Les femmes ou les “oublis” de l’Histoire — épisode 38 : Sophie Germain
Vous connaissez Sophie Germain ? Philosophe et mathématicienne autodidacte, elle usurpa l’identité d’un homme pour étudier à Polytechnique. Ses travaux firent progresser de manière significative la recherche mathématique. Sa théorie sur l’élasticité de la matière fut déterminante dans la construction de la Tour Eiffel.
Marie-Sophie Germain naît à Paris en 1776. En explorant la bibliothèque de son père, Sophie découvre un livre sur l’histoire des mathématiques. En lisant qu’Archimède, lors de l’invasion de Syracuse par les Romains 3 siècles avant J.-C., était tellement plongé dans ses mathématiques qu’il se laisse assassiner par un soldat, elle en conclut que cette science vaut vraiment le coup d’être étudiée.
Sophie apprend le latin pour lire tous les livres et passe son temps à étudier. Elle ne s’en contente pas et veut intégrer l’école qu’on appelle aujourd’hui Polytechnique pour s’attaquer aux mathématiques contemporaines. A l’époque, une seule solution : être un homme. Sophie usurpe alors l’identité d’un étudiant qui n’assiste pas aux cours et devient Antoine Auguste Le Blanc le temps de ses études.
Dans cette école, les étudiants sont sollicités à partir d’un bulletin pour résoudre des problèmes et faire des commentaires. Sophie-Antoine Auguste entame une correspondance avec les plus grands mathématiciens de son temps, comme Gauss ou Lagrange.
Elle travaille sur le fameux théorème de Fermat, décrit une classe particulière de nombres (devenus les nombres premiers de Sophie Germain), propose de nouveaux outils pour démontrer des théorèmes. Au lieu de chercher la solution d’une seule équation, elle trouve une solution générale qui permet d’en résoudre plusieurs à la fois. Sophie ne se contente pas de faire des mathématiques, elle les crée.

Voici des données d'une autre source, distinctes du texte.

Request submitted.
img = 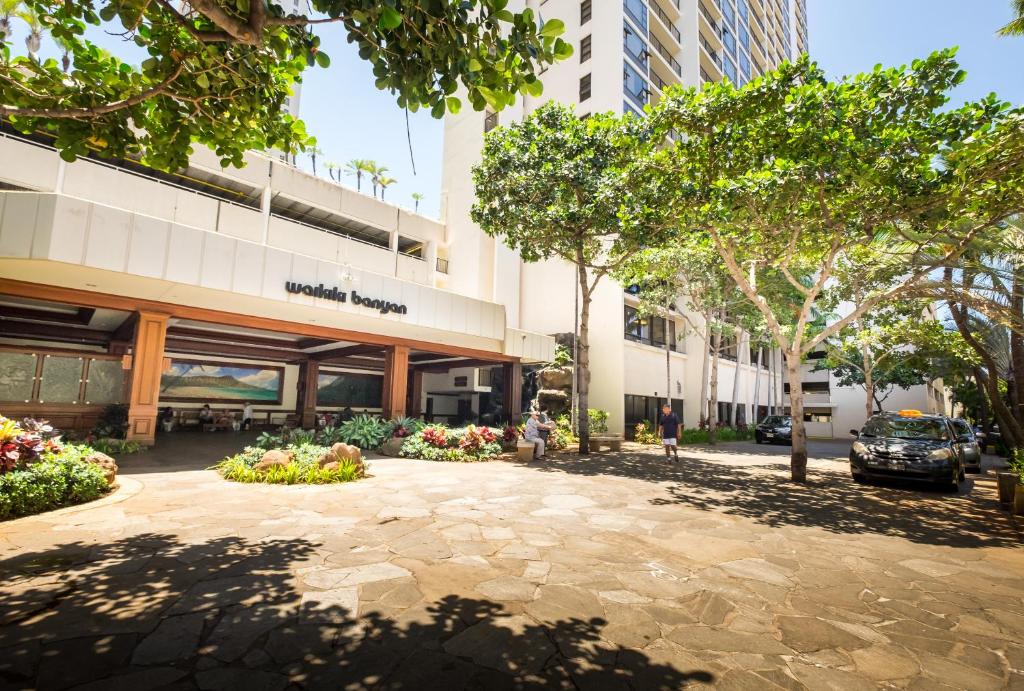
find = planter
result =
[995,471,1021,505]
[378,437,409,457]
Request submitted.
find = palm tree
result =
[17,9,43,57]
[0,0,22,41]
[376,176,397,200]
[997,0,1024,36]
[308,146,324,175]
[367,161,388,198]
[345,159,377,191]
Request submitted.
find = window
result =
[580,75,590,102]
[623,305,678,350]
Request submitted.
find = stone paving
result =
[0,435,1024,691]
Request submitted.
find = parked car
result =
[949,418,981,473]
[754,415,793,444]
[850,409,965,490]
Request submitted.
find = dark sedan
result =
[754,415,793,444]
[850,411,965,489]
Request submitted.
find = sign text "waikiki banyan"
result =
[285,280,409,314]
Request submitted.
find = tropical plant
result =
[0,0,572,170]
[471,101,668,454]
[998,0,1024,36]
[341,415,391,449]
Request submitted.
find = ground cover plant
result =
[214,443,366,484]
[0,416,110,520]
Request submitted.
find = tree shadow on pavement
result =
[0,534,714,691]
[535,449,1021,548]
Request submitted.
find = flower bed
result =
[214,443,366,484]
[400,425,502,463]
[0,416,117,520]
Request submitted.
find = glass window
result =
[85,359,125,405]
[0,351,36,403]
[623,21,647,68]
[39,355,85,403]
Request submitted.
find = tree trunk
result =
[729,331,740,429]
[575,257,591,456]
[785,352,807,482]
[748,348,765,425]
[697,311,711,427]
[708,319,722,443]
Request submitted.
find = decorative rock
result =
[253,449,292,470]
[85,451,118,485]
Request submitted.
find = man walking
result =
[657,403,679,463]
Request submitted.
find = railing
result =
[650,34,683,77]
[651,5,683,43]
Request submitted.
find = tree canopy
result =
[0,0,572,168]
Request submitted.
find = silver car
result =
[949,419,981,473]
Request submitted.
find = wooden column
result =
[502,362,522,425]
[381,346,409,420]
[296,360,319,430]
[409,370,423,418]
[128,312,168,444]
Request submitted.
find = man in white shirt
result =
[523,411,554,460]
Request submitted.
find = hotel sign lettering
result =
[285,280,409,314]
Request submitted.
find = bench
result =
[590,433,623,454]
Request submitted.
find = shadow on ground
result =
[531,447,1021,548]
[0,534,714,691]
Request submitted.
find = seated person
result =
[523,411,554,460]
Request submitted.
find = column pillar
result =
[381,346,409,420]
[127,312,168,445]
[502,361,522,425]
[296,360,319,430]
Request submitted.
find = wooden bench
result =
[590,433,623,454]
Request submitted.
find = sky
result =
[9,0,1024,217]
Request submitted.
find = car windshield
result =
[861,418,949,441]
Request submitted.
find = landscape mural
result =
[316,372,384,408]
[160,360,284,403]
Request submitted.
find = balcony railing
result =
[650,34,683,77]
[651,5,683,43]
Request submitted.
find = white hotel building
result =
[0,0,942,442]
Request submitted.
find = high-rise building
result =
[442,0,811,432]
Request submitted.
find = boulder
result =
[253,448,292,470]
[538,368,572,391]
[331,441,362,463]
[85,451,118,485]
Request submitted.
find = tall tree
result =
[471,102,664,454]
[998,0,1024,36]
[631,50,1024,482]
[0,0,572,168]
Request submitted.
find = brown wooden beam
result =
[0,278,516,363]
[166,338,305,362]
[0,305,96,327]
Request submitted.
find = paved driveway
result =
[0,442,1024,691]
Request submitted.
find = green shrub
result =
[587,407,608,434]
[214,444,366,484]
[0,444,109,519]
[341,415,391,449]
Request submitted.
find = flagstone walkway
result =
[0,438,1024,691]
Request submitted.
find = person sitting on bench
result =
[522,411,554,461]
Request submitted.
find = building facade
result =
[442,0,807,433]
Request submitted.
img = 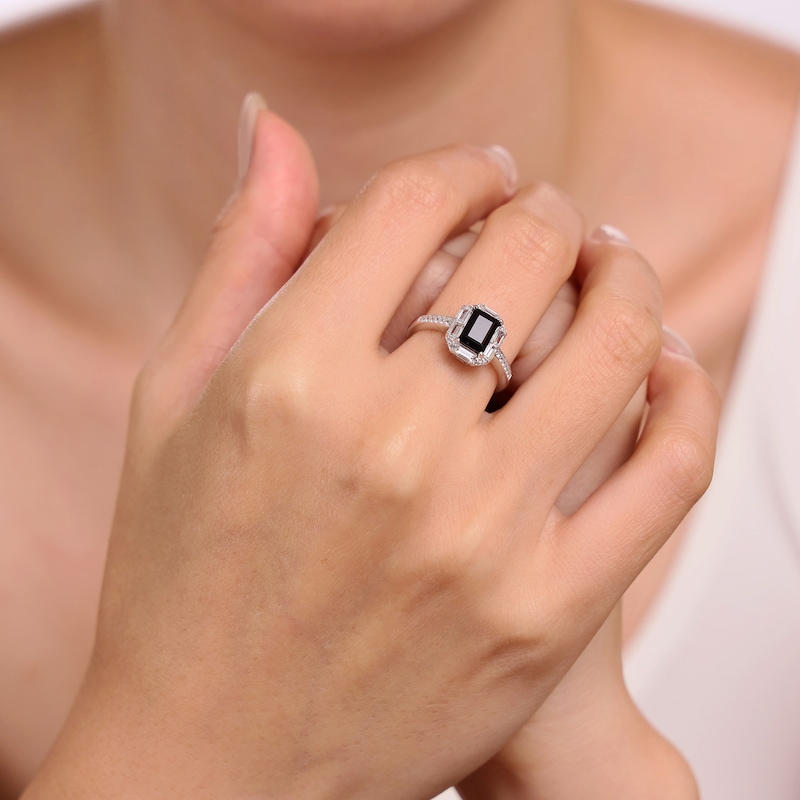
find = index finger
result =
[251,145,516,349]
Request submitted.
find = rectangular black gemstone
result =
[458,308,500,353]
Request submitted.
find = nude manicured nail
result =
[483,144,519,192]
[661,325,695,361]
[589,225,631,247]
[238,92,267,180]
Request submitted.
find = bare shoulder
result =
[0,9,105,276]
[584,0,800,234]
[0,6,100,122]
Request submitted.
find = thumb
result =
[145,94,319,422]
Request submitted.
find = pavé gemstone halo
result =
[408,305,511,391]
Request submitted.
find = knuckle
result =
[489,206,572,272]
[374,159,463,216]
[597,297,661,376]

Ses notes sont remarquées par Lagrange qui, intrigué par tant de génie, sollicite une rencontre. Elle hésite mais s’y rend en tant que Sophie Germain. Le mathématicien décide de la soutenir dans ses travaux.
En 1808, on montre à Napoléon une expérience consistant à dessiner des formes géométriques avec de la musique. Quand il demande des explications, personne ne peut lui en donner. Il organise alors un concours qui récompensera celui qui pourra justifier ce phénomène.
Sophie se présente avec une théorie de la vibration (qui invalide une théorie d’un grand mathématicien de l’époque, Poisson). Elle est la première femme à remporter un prix scientifique délivré par la prestigieuse Académie des Sciences qui n’ira cependant pas jusqu’à publier ses recherches.
Ses travaux sur l’élasticité de la matière ont été déterminants dans la construction de la Tour Eiffel mais son nom ne figure pas parmi les noms des 72 savants gravés sur les piliers de l’édifice.
A sa mort, en 1831, on lui refuse le titre de mathématicienne. Sur sa tombe au Père Lachaise, Sophie Germain est “rentière”.
Son théorème porte son nom.
“Lorsque les connaissances sont un amas d’erreurs et de vérités, indistinctement mêlées, lorsqu’une longue ignorance et beaucoup de siècles leur ont laissé jeter des racines profondes, la séparation en est difficile. L’ancienneté ne prouve rien. Le respect, la croyance de plusieurs âges ne sont que des préjugés. Le doute est d’un sage, et si le sage veut avoir une opinion, le doute conduit à l’examen.”